Wednesday, February 03, 2010

And The Nominees Are

With television ratings always playing a consideration into its annual telecast, the Academy of Motion Picture Arts and Sciences made the decision that its field of contenders for Best Picture would expand from five to 10 for the 2010 Academy Awards. This marks the first time since 1943 that so many contenders will vie for the top prize at the award show, set for March 7 on ABC.

Academy President Sid Ganis said last summer when the decision was made that expanding the field would allow Academy voters to recognize great movies that get nominated in other categories, but get squeezed out of the most prestigious category. But don’t think for a second that TV ratings weren’t on the Academy’s mind, as well.

The Oscars have seen relatively meager ratings for a number of years – hitting a record-low in 2008 – that getting more popular films competing for Best Picture seemed an easy decision. After all, “The Dark Knight” was shut out of the race last year, but would have certainly garnered a nomination if 10 candidates were allowed. As a huge box-office hit, its inclusion likely would have led to more viewers.

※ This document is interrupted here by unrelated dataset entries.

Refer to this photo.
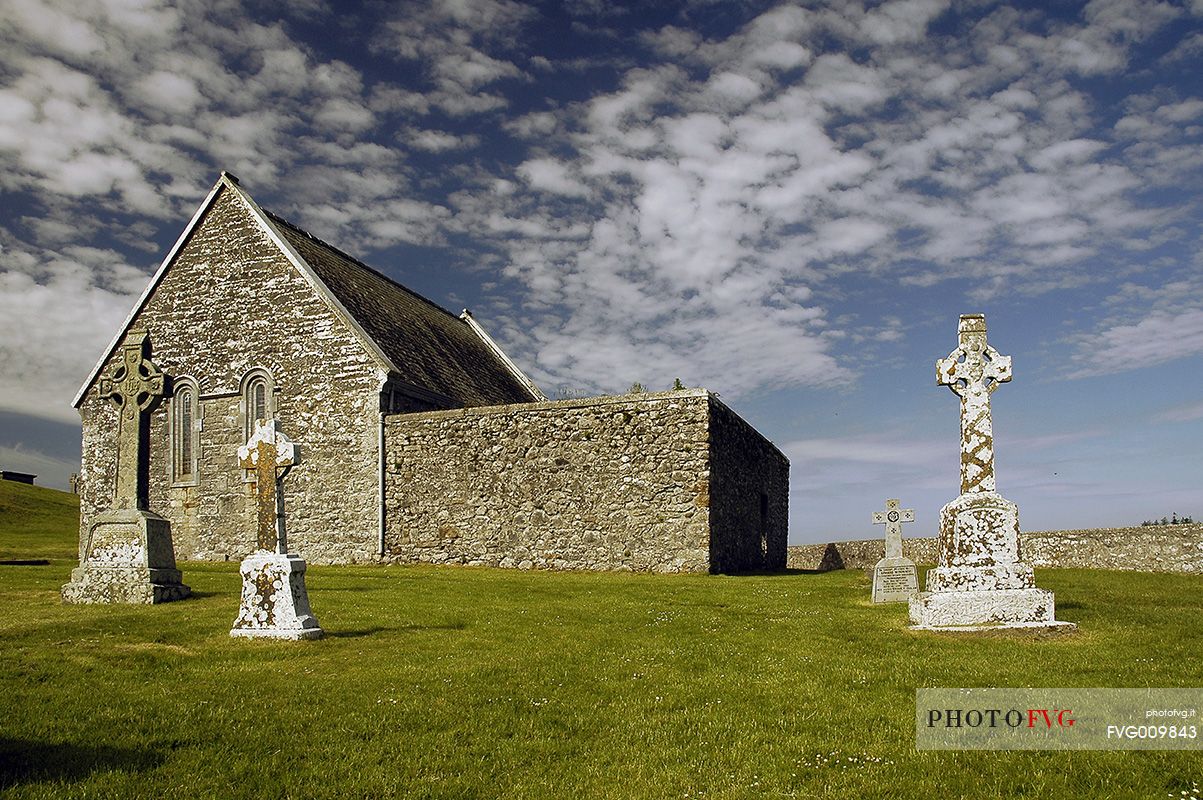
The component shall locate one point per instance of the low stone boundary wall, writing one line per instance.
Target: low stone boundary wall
(1144, 549)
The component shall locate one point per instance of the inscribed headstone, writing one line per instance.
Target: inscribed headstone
(895, 578)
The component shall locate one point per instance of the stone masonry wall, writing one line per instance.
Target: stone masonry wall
(748, 496)
(1149, 549)
(231, 302)
(614, 484)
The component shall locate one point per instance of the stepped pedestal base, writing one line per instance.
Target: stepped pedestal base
(274, 602)
(982, 610)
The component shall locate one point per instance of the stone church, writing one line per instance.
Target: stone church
(418, 438)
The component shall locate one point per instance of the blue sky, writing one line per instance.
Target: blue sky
(787, 203)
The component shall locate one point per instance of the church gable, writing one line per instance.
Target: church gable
(244, 332)
(229, 298)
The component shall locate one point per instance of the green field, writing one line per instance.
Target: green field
(445, 682)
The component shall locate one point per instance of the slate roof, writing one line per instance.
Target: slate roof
(433, 348)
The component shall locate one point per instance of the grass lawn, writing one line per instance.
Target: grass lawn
(445, 682)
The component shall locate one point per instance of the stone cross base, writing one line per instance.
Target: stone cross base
(895, 580)
(984, 610)
(274, 602)
(128, 558)
(981, 581)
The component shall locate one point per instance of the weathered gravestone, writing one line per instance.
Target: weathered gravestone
(979, 580)
(895, 578)
(128, 555)
(274, 603)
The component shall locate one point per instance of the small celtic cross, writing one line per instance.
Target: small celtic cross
(893, 519)
(135, 386)
(267, 452)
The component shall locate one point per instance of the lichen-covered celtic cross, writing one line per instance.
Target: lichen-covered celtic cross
(973, 371)
(266, 452)
(135, 387)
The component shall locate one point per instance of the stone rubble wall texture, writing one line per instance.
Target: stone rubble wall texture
(606, 484)
(230, 294)
(1148, 549)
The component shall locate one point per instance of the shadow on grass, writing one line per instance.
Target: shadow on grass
(368, 632)
(31, 762)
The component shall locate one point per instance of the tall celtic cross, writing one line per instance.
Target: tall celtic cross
(973, 371)
(135, 386)
(267, 452)
(893, 519)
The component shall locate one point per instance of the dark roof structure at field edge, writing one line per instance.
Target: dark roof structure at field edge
(433, 354)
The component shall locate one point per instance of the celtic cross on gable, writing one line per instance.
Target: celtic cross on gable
(973, 371)
(135, 386)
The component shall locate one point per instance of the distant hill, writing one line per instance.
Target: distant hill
(37, 522)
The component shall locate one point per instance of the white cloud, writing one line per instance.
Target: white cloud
(1155, 339)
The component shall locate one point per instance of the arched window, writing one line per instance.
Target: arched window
(184, 430)
(258, 401)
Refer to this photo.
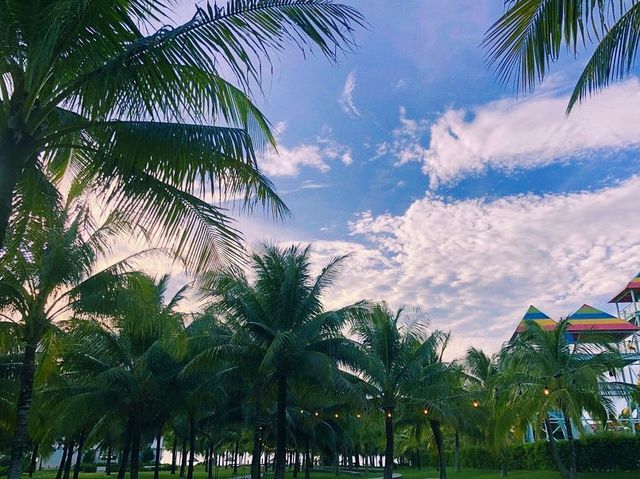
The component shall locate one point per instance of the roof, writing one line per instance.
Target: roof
(534, 314)
(624, 296)
(590, 319)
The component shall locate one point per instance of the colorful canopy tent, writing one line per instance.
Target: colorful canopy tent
(534, 314)
(628, 294)
(589, 320)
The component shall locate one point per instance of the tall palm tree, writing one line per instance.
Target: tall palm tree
(531, 35)
(282, 314)
(396, 354)
(124, 366)
(557, 375)
(137, 109)
(50, 273)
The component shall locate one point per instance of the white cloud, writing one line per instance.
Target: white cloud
(476, 265)
(512, 134)
(346, 98)
(288, 161)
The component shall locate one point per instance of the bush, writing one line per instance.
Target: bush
(595, 453)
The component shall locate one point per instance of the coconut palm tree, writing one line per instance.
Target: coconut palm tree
(396, 353)
(530, 36)
(125, 366)
(282, 315)
(136, 108)
(50, 272)
(556, 374)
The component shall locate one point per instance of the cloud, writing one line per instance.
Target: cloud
(346, 98)
(288, 161)
(514, 134)
(476, 265)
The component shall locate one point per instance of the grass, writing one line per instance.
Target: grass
(425, 473)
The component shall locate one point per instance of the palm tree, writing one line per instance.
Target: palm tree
(282, 314)
(498, 413)
(141, 115)
(50, 272)
(530, 36)
(556, 375)
(124, 367)
(396, 354)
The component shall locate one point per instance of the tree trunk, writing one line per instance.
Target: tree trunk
(235, 458)
(442, 460)
(504, 462)
(211, 463)
(67, 466)
(23, 406)
(192, 445)
(388, 452)
(296, 463)
(156, 469)
(572, 447)
(457, 451)
(256, 452)
(107, 469)
(281, 428)
(9, 173)
(63, 460)
(76, 470)
(135, 450)
(34, 459)
(174, 453)
(183, 458)
(554, 450)
(307, 461)
(124, 460)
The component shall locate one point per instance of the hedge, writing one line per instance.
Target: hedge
(600, 452)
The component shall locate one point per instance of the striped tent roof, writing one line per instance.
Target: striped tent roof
(534, 314)
(624, 296)
(590, 319)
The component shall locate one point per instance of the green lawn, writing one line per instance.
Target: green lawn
(425, 473)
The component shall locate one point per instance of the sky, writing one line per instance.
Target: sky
(448, 189)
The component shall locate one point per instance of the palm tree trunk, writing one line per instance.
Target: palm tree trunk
(256, 452)
(156, 469)
(135, 449)
(34, 459)
(67, 466)
(457, 451)
(281, 428)
(211, 463)
(388, 452)
(235, 458)
(183, 458)
(504, 459)
(76, 469)
(437, 436)
(27, 372)
(572, 447)
(554, 450)
(192, 446)
(63, 460)
(124, 460)
(307, 461)
(107, 468)
(9, 174)
(174, 453)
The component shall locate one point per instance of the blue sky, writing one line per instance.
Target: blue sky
(450, 191)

It’s a situation that the Academy won’t have to worry about this year, as it would appear to be in a similar position as it was heading into the 1998 Oscar telecast. In that one, “Titanic,” directed by James Cameron, had already become the highest-grossing film in history, and received an armful of nominations (14). That translated to record-high ratings (57 million people), with viewers witnessing the film take 11 Oscars home.

This year, “Avatar,” also directed by Cameron, has already surpassed “Titanic” as the highest-grossing movie ever, and received nine Oscar nominations, tying it for the most with “The Hurt Locker.” Ratings should be huge, and could possibly surpass 1998’s numbers, with the expanded field of Best Picture nominees including the hit films, “Up” and “The Blind Side.”

The following is a roundup of some of the major categories and a peek at the prospects for some of the nominees when the awards are announced March 7.

Best Picture
• “A Serious Man”
• “An Education”
• “Avatar”
• “The Blind Side”
• “District 9”
• “The Hurt Locker”
• “Inglourious Basterds”
• “Precious”
• “Up”
• “Up in the Air”
With so many nominees, it would seem possible that a dark horse might be lurking, but “Avatar” and “The Hurt Locker” are generally considered the top possibilities.

Best Director
• Kathryn Bigelow, “The Hurt Locker”
• James Cameron, “Avatar”
• Lee Daniels, “Precious”
• Jason Reitman, “Up in the Air”
• Quentin Tarantino, “Inglourious Basterds”
Cameron has won in this category before (“Titanic”), but Bigelow has had a lot of film critics and people within the movie industry rooting for her. She could make history here as the first female winner.

Best Actress
• Sandra Bullock, “The Blind Side”
• Helen Mirren, “The Last Station”
• Carey Mulligan, “An Education”
• Gabourey Sidibe, “Precious”
• Meryl Streep, “Julie & Julia”
An Oscar would cap off the best year of Bullock’s career, but she’s got some stiff competition, most notably from Streep (with her truly impressive 16th Oscar nomination).

Best Actor
• Jeff Bridges, “Crazy Heart”
• George Clooney, “Up in the Air”
• Colin Firth, “A Single Man”
• Morgan Freeman, “Invictus”
• Jeremy Renner, “The Hurt Locker”
With a career that has spanned four decades, Bridges has been pulling in a lot of awards leading up to the Oscars for his performance as a down-on-his-luck country singer. But, like in the Best Actress category, the competition is strong.

Best Supporting Actress
• Penelope Cruz, “Nine”
• Vera Farmiga, “Up in the Air”
• Maggie Gyllenhaal, “Crazy Heart”
• Anna Kendrick, “Up in the Air”
• Mo’Nique, “Precious”
Portraying a bitter, abusive mother of a pregnant teen in “Precious,” Mo’Nique has been cleaning up at pretty much every award show. This might be the best shot for the drama to pick up an Oscar in a major category.

Best Supporting Actor

• Matt Damon, “Invictus”
• Woody Harrelson, “The Messenger”
• Christopher Plummer, “The Last Station”
• Stanley Tucci, “The Lovely Bones”
• Christoph Waltz, “Inglourious Basterds”
Like Mo’Nique, Waltz has been getting a lot of awards for his supporting work in the World War II film, making him the odds-on favorite. Anybody else getting the award in this category might serve as the biggest upset of the night.